Stalwart smiled. “Doesn’t everyone?”
Another valid point.
His smile fell away. “If I wanted you dead, I would have taken the opportunity given me long ago.”
“And how would you have done that?” I tested, more curious than alarmed.
“By ensuring my weapon landed where I was instructed.”
“Which was?”
“Where yours is now,” he replied, again tipping his neck against my blade.
“And where did it land instead?” I asked slowly, because I was beginning to understand what he was inferring.
“Just above your upper lip, Jameson Caldwell.” After making this declaration, he studied me, waiting for my reaction.
I didn’t reply immediately, my initial response being the involuntary tensing of my muscles as a single string of words began repeating in my mind, which I eventually vocalized.
“You were the Vire sent to kill me at birth.”
His reply bordered on humor. “Pleased to finally meet you.”
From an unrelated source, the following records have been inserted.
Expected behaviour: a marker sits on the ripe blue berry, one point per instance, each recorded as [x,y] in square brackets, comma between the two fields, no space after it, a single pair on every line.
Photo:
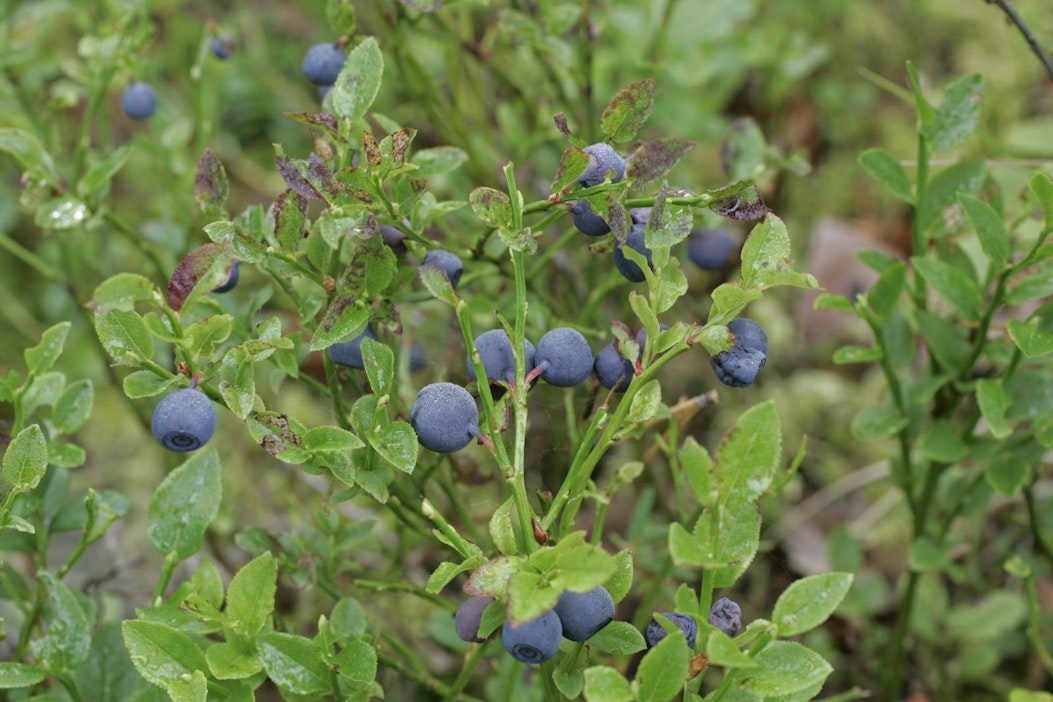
[446,261]
[495,352]
[584,614]
[635,241]
[183,420]
[687,625]
[739,365]
[563,357]
[710,249]
[613,369]
[322,63]
[587,221]
[602,158]
[350,353]
[535,641]
[444,417]
[139,100]
[222,47]
[468,618]
[232,279]
[727,616]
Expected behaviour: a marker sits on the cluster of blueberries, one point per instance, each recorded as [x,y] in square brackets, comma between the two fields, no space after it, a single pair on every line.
[139,99]
[578,617]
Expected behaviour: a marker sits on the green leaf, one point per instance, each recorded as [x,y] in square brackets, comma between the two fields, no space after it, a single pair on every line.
[42,357]
[957,118]
[663,669]
[62,213]
[358,83]
[30,153]
[146,383]
[887,172]
[14,676]
[74,406]
[294,663]
[68,639]
[1041,187]
[1007,475]
[492,206]
[1032,340]
[184,504]
[432,162]
[809,602]
[250,599]
[618,638]
[107,675]
[750,453]
[25,460]
[767,259]
[990,229]
[501,529]
[953,285]
[124,336]
[397,444]
[628,111]
[723,652]
[991,619]
[340,15]
[330,439]
[357,661]
[785,667]
[161,654]
[606,684]
[230,662]
[237,381]
[343,320]
[877,423]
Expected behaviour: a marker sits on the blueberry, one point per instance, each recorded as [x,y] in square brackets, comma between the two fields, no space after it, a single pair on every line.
[739,365]
[446,261]
[584,614]
[139,100]
[495,351]
[232,279]
[350,353]
[444,417]
[535,641]
[587,221]
[183,420]
[394,239]
[222,47]
[687,625]
[613,369]
[710,249]
[322,63]
[727,616]
[602,158]
[635,241]
[563,357]
[468,617]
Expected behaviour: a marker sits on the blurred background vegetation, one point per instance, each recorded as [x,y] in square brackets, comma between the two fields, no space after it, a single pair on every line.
[823,80]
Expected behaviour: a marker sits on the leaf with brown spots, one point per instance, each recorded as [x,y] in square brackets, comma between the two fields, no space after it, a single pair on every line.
[203,268]
[628,111]
[653,159]
[211,184]
[740,201]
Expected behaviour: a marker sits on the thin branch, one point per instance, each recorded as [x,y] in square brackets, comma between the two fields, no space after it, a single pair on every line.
[1010,11]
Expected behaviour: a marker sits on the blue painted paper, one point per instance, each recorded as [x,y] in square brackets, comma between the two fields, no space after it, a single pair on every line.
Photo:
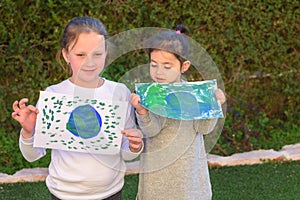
[182,101]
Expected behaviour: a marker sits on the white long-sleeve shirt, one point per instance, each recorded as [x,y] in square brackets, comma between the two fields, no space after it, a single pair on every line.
[75,175]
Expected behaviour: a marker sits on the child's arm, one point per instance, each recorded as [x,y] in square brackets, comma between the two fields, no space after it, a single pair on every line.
[149,123]
[26,116]
[220,96]
[135,101]
[207,126]
[135,138]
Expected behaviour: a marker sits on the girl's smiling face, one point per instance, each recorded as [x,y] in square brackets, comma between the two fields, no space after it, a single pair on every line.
[165,67]
[86,58]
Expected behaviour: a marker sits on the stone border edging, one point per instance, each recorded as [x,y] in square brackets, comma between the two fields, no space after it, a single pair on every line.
[288,152]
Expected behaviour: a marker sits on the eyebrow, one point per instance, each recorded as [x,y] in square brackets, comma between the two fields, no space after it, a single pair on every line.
[162,63]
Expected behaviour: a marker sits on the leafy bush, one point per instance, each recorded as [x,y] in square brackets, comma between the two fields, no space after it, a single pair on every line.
[255,44]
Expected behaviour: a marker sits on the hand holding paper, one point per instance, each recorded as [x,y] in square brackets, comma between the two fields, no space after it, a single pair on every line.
[26,116]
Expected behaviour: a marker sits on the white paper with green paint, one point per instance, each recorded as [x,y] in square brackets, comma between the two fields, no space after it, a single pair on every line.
[76,124]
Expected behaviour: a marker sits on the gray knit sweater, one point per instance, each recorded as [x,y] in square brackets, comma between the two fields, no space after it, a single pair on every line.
[174,164]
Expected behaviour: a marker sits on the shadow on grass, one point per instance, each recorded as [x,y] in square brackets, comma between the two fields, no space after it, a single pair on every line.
[274,181]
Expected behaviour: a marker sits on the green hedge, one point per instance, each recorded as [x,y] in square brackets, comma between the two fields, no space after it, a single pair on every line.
[255,44]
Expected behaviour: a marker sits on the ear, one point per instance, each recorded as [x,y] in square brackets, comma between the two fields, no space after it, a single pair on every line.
[185,66]
[65,55]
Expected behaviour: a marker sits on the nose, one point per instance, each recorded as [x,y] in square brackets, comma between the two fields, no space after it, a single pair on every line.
[159,70]
[89,61]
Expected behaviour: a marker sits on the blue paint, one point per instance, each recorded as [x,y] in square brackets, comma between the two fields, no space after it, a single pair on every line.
[84,122]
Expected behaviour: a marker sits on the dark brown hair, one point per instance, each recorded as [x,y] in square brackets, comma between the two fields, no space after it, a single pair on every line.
[175,42]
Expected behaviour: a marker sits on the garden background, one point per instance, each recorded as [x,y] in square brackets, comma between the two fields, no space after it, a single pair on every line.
[255,44]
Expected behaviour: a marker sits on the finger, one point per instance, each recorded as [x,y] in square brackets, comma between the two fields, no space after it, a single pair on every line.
[33,109]
[16,106]
[132,133]
[135,140]
[135,146]
[15,115]
[22,103]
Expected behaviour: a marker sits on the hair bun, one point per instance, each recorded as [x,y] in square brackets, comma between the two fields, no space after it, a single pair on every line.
[183,29]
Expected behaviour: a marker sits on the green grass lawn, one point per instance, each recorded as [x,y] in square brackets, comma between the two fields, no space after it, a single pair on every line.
[274,181]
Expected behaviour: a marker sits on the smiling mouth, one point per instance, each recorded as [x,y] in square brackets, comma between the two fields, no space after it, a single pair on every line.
[160,79]
[88,70]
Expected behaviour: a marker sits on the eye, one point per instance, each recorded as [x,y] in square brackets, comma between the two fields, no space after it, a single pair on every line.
[80,54]
[153,65]
[98,54]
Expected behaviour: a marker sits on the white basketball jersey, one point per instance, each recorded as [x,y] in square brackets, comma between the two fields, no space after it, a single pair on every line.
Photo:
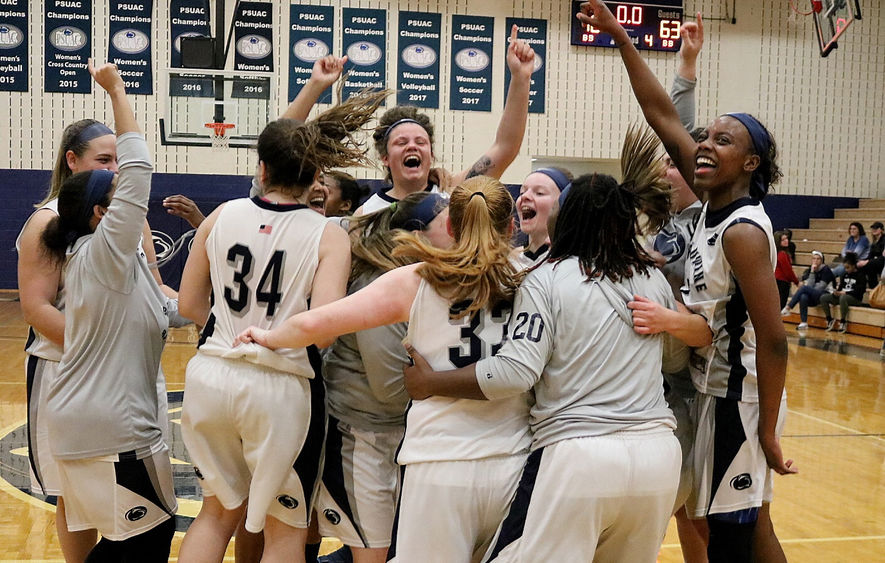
[446,429]
[726,368]
[262,260]
[37,344]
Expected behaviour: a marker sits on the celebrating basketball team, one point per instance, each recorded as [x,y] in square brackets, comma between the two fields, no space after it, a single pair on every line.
[406,379]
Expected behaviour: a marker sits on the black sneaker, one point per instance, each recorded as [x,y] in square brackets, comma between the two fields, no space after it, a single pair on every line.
[342,555]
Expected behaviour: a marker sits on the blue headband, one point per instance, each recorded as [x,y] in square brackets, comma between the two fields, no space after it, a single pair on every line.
[397,124]
[761,145]
[425,212]
[93,131]
[96,189]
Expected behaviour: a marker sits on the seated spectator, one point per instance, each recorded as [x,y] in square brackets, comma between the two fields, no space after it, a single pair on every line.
[784,273]
[856,243]
[872,266]
[849,292]
[344,193]
[816,280]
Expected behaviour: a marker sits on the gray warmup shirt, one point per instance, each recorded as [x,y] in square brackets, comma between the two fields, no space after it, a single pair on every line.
[573,341]
[363,372]
[104,400]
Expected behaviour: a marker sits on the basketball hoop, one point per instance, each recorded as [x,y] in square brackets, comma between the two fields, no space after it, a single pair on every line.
[220,136]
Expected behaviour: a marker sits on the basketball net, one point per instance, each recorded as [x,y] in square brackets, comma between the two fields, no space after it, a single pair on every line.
[220,135]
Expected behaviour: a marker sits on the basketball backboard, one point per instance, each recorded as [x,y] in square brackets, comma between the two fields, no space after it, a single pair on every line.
[196,98]
[831,19]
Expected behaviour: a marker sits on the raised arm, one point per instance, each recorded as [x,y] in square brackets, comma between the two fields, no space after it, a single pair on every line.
[656,106]
[385,301]
[511,128]
[746,249]
[325,72]
[683,90]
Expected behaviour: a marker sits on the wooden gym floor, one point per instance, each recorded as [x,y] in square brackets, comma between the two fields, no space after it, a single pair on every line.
[831,511]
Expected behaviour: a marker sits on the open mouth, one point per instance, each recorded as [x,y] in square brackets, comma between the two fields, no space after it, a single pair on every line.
[412,161]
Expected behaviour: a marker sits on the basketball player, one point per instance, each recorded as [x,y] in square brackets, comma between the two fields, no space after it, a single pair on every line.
[740,378]
[461,458]
[85,145]
[253,421]
[602,476]
[364,389]
[118,480]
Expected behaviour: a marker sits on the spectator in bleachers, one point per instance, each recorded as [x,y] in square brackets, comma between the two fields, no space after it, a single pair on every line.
[816,280]
[872,266]
[857,243]
[783,272]
[849,292]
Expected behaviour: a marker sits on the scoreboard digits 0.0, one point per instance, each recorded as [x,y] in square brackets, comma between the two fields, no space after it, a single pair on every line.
[652,26]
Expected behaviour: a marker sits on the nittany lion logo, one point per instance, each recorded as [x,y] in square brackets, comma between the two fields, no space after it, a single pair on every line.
[332,516]
[254,47]
[741,482]
[363,53]
[137,513]
[130,41]
[288,502]
[67,38]
[310,50]
[472,59]
[10,36]
[419,56]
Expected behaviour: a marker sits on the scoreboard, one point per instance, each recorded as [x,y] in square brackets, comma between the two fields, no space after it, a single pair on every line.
[652,26]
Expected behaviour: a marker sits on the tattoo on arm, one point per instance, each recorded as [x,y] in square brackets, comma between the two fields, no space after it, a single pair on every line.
[480,167]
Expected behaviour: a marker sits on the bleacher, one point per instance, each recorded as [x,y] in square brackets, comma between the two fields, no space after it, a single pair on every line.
[828,236]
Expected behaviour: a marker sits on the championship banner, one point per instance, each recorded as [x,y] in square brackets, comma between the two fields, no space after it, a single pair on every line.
[14,46]
[310,39]
[472,47]
[364,41]
[533,32]
[253,36]
[68,45]
[129,44]
[417,70]
[189,18]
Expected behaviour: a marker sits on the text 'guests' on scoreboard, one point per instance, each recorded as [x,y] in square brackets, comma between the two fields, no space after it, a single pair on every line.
[652,26]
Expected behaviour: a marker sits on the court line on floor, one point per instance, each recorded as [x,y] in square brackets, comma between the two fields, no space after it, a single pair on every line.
[834,424]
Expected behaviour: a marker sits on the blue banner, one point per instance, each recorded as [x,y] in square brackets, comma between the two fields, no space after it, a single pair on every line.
[364,41]
[14,46]
[189,18]
[533,32]
[129,44]
[68,45]
[253,36]
[472,47]
[417,70]
[310,39]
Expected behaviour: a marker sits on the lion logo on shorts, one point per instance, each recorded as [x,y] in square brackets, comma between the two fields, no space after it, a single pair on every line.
[288,502]
[741,482]
[137,513]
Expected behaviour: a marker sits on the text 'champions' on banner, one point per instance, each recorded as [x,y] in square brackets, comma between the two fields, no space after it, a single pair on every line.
[417,70]
[68,45]
[253,36]
[472,48]
[129,44]
[14,46]
[533,32]
[311,33]
[188,18]
[364,41]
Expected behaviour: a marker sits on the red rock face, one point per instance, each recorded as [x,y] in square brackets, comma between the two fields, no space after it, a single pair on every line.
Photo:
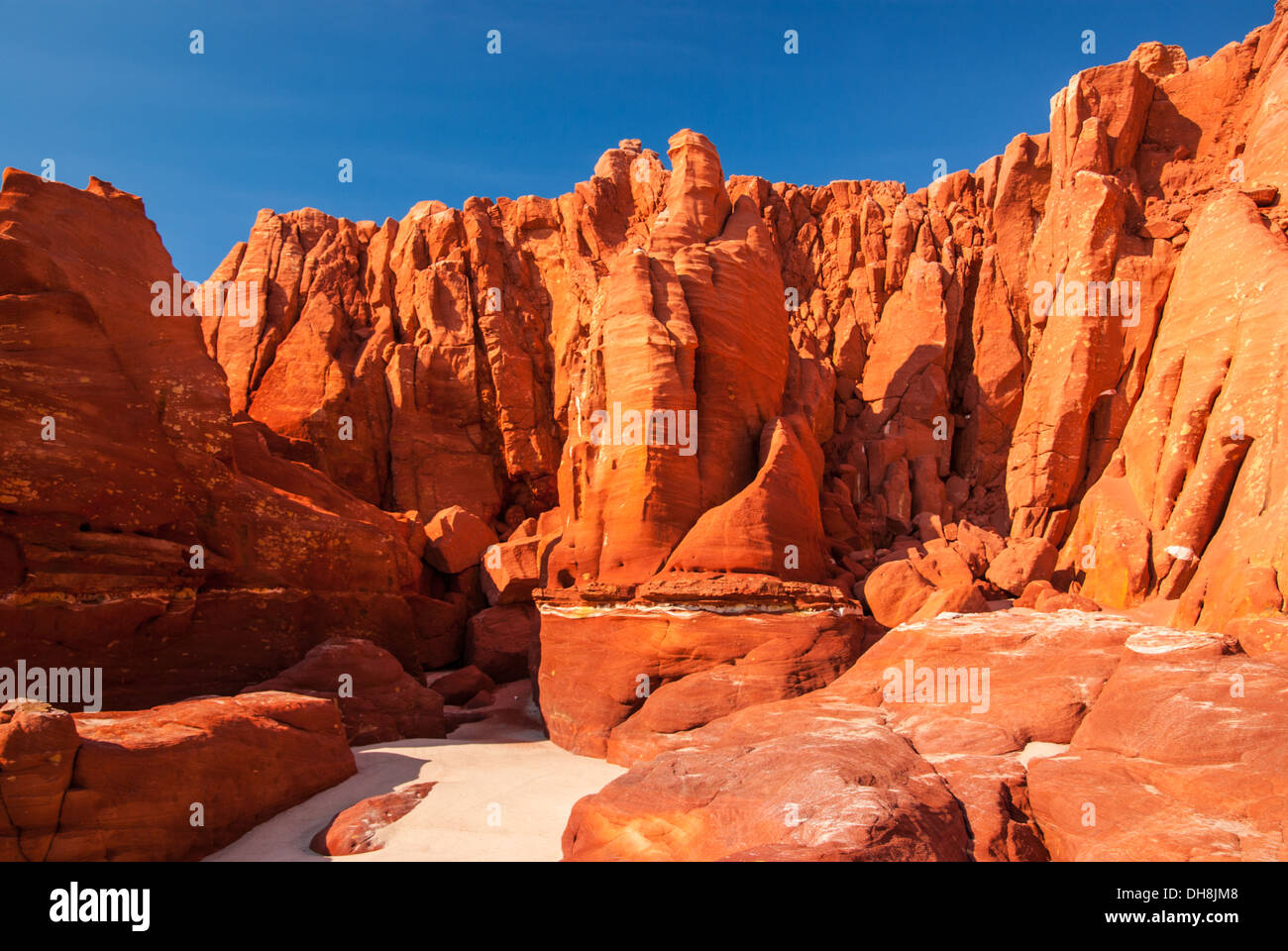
[378,701]
[153,534]
[683,448]
[1149,774]
[931,748]
[356,829]
[171,783]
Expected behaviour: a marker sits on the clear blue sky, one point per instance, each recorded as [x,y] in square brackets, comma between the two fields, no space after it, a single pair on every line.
[407,90]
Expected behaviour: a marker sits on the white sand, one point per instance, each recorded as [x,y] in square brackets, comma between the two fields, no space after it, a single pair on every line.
[503,792]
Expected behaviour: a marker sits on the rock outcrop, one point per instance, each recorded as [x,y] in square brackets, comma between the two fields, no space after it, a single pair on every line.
[378,701]
[703,457]
[171,783]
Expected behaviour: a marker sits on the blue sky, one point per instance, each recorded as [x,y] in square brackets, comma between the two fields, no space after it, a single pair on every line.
[407,90]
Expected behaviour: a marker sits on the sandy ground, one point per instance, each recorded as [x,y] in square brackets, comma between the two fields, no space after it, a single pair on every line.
[503,792]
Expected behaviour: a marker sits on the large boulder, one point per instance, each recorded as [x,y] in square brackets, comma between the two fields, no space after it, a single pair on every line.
[378,701]
[172,783]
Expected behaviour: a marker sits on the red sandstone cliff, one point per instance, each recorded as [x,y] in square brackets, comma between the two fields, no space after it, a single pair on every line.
[1063,367]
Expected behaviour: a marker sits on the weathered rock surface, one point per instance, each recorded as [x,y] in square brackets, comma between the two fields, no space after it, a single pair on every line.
[378,701]
[697,425]
[1181,758]
[938,744]
[171,783]
[356,830]
[143,528]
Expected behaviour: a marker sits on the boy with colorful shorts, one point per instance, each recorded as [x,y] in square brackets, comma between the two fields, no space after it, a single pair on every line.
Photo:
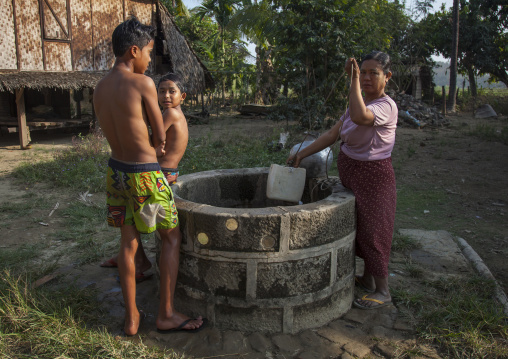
[139,197]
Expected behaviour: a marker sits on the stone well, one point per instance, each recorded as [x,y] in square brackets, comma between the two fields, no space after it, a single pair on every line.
[253,264]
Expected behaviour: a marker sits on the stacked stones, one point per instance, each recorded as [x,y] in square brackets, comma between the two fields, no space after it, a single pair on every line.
[259,265]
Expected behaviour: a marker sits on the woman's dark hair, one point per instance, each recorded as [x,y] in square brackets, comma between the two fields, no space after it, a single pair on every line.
[171,76]
[129,33]
[382,58]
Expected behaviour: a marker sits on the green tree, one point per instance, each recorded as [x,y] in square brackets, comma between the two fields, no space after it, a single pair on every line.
[221,11]
[311,41]
[483,39]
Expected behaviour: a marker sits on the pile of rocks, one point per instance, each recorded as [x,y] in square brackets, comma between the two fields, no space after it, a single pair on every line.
[415,113]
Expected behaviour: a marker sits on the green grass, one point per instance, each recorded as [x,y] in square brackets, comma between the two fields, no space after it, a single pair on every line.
[81,167]
[234,151]
[403,243]
[59,324]
[490,133]
[86,226]
[413,200]
[17,258]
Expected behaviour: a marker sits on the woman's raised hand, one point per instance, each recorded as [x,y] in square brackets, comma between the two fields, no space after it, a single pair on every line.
[352,67]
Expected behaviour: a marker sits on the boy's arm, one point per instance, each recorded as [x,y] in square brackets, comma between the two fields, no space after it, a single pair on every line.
[149,96]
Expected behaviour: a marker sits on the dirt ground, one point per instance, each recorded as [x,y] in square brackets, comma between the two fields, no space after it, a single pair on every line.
[468,174]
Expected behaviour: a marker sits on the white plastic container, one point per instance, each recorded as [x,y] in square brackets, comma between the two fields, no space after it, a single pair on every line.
[285,183]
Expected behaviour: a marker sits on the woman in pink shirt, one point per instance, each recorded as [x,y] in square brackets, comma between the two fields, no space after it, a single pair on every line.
[367,131]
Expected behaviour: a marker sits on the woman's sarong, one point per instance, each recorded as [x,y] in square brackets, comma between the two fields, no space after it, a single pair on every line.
[373,184]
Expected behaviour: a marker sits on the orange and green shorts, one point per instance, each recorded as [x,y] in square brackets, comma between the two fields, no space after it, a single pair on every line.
[138,194]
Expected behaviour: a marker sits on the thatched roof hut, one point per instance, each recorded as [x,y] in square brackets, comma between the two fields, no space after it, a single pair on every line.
[66,45]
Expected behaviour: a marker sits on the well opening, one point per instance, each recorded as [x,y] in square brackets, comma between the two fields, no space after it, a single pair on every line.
[241,190]
[254,264]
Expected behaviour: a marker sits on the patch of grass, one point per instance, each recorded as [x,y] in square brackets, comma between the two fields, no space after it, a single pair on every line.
[11,210]
[405,297]
[462,317]
[402,243]
[414,270]
[18,258]
[86,226]
[39,324]
[82,166]
[234,151]
[410,151]
[490,133]
[413,200]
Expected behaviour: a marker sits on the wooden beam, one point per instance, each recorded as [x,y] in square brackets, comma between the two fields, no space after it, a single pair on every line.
[24,133]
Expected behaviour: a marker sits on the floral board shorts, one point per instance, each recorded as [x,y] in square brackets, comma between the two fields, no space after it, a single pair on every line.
[139,194]
[171,174]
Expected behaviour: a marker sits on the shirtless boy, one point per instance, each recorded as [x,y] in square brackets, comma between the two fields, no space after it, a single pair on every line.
[171,93]
[139,199]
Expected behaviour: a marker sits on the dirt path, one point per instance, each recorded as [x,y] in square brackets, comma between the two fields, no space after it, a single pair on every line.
[457,183]
[461,179]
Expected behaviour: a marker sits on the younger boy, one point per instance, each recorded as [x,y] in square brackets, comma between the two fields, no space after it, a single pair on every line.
[171,93]
[139,199]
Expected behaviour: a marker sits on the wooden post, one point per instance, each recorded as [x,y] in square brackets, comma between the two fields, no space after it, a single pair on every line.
[444,99]
[24,133]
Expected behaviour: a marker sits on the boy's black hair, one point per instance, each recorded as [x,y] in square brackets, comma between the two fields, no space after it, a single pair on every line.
[382,58]
[171,76]
[129,33]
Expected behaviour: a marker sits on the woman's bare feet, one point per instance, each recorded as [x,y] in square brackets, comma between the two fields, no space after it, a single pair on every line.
[366,285]
[176,321]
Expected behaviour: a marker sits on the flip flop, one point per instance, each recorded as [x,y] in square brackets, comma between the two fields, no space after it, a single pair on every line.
[110,263]
[140,277]
[359,284]
[181,329]
[379,302]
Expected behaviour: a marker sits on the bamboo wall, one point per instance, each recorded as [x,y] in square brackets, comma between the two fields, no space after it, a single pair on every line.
[64,35]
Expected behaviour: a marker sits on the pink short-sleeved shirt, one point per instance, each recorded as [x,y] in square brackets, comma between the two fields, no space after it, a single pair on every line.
[371,143]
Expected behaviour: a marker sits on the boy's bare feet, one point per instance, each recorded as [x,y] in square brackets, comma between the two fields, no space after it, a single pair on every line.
[176,321]
[372,301]
[131,325]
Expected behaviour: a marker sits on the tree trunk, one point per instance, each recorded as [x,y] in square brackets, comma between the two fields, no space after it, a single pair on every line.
[257,90]
[472,81]
[453,65]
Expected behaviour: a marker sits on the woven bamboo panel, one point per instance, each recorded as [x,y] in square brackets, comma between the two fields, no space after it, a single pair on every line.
[82,47]
[142,9]
[5,104]
[106,16]
[183,59]
[58,56]
[8,60]
[29,34]
[52,29]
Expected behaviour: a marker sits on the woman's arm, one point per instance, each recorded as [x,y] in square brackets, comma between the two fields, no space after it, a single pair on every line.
[359,113]
[326,139]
Only then did I lower my weapon.
“What are you doing?” Eran muttered.
“He missed on purpose,” I replied. “Which means-”
“You have an ally,” said Stalwart.
I glanced at Eran and then at his sword. He seemed opposed to the idea of dropping our guard but, hesitantly, he unpinned Stalwart’s men. I noted, however, he didn’t sheath his sword.
“They will be coming for the bodies,” Stalwart warned, “and that means we’ll need to get moving. Incantatio alligaveritis.” The last two words rolled off his tongue as if they were a part of his message. They weren’t. I instantly knew what he had done, well before Eran.
The sword Eran held dropped to the ground, the clang vibrating off the rock walls, spurring me into action. My blade returned to Stalwart’s throat.
“Remove the binding cast.”
“No,” Stalwart retorted. “I know you…I don’t know your friend. Until I trust him, he won’t be relieved of his restraints.”
“Remove-”
Eran cut me off. “Let it go, Jameson.” He inclined
his head toward Stalwart and demanded in a way that didn’t leave room for disagreement, despite the fact his hands were now bound by an invisible force behind his back, “You can use me as a prisoner.”
“We intend to,” replied Stalwart, decisively.
As if he hadn’t heard Stalwart, Eran continued. “Under one condition…you’ll be taking me with you.”
I figured out Eran right there. His abrupt demand said it all. He had no intention of challenging Stalwart. He had one concern, only one, and it had nothing to do with his own wellbeing. His sole purpose was getting to Maggie, and he would do whatever it took.
His resolve was impressive, but then I had the same feelings about Jocelyn.
Stalwart showed his agreement by seizing Eran’s arm and leading him through the door. I trailed his men, observing as they marched with an air of authority through the Ministry. We crossed the path of four Vire contingents, all without any opposition. Not a single curious glance was made in our direction.
Apparently, Eran noticed this too. “What do you do here Stalwart?” he asked, once we were in a vacant hallway.
“I ensure the safe transport of prisoners.”
That stunned me. “But you were sent to apprehend me?” I asked, muddling my way through understanding. “Why didn’t Sartorius send someone whose job is to arrest and detain?”
Stalwart paused, and the stiffening of his shoulders told me that he didn’t want to answer.
His gruff reply reinforced my theory. “You’ll need to ask him that.”
I didn’t speak again because, at that point, I got the distinct feeling we were being led into a trap.
4
LACINDA
WE CHASED NIGHTFALL TO THE OPPOSITE side of the world, reaching the Oregon coastline just as darkness fell. The last hint of light peering between the jagged tops of pine trees on the horizon slipped away as our feet touched down on the soggy earth, and we stared up at Lacinda Pierce’s two-story Victorian home. It was just as I remembered it, dismal, lonely, and reminding me of an animal studying us from the shadows. In the distance waves crashed against the rocks down the cliff face below us, bringing back to me the memory of Jocelyn’s damp prison walls. It got my legs moving the second I found my balance.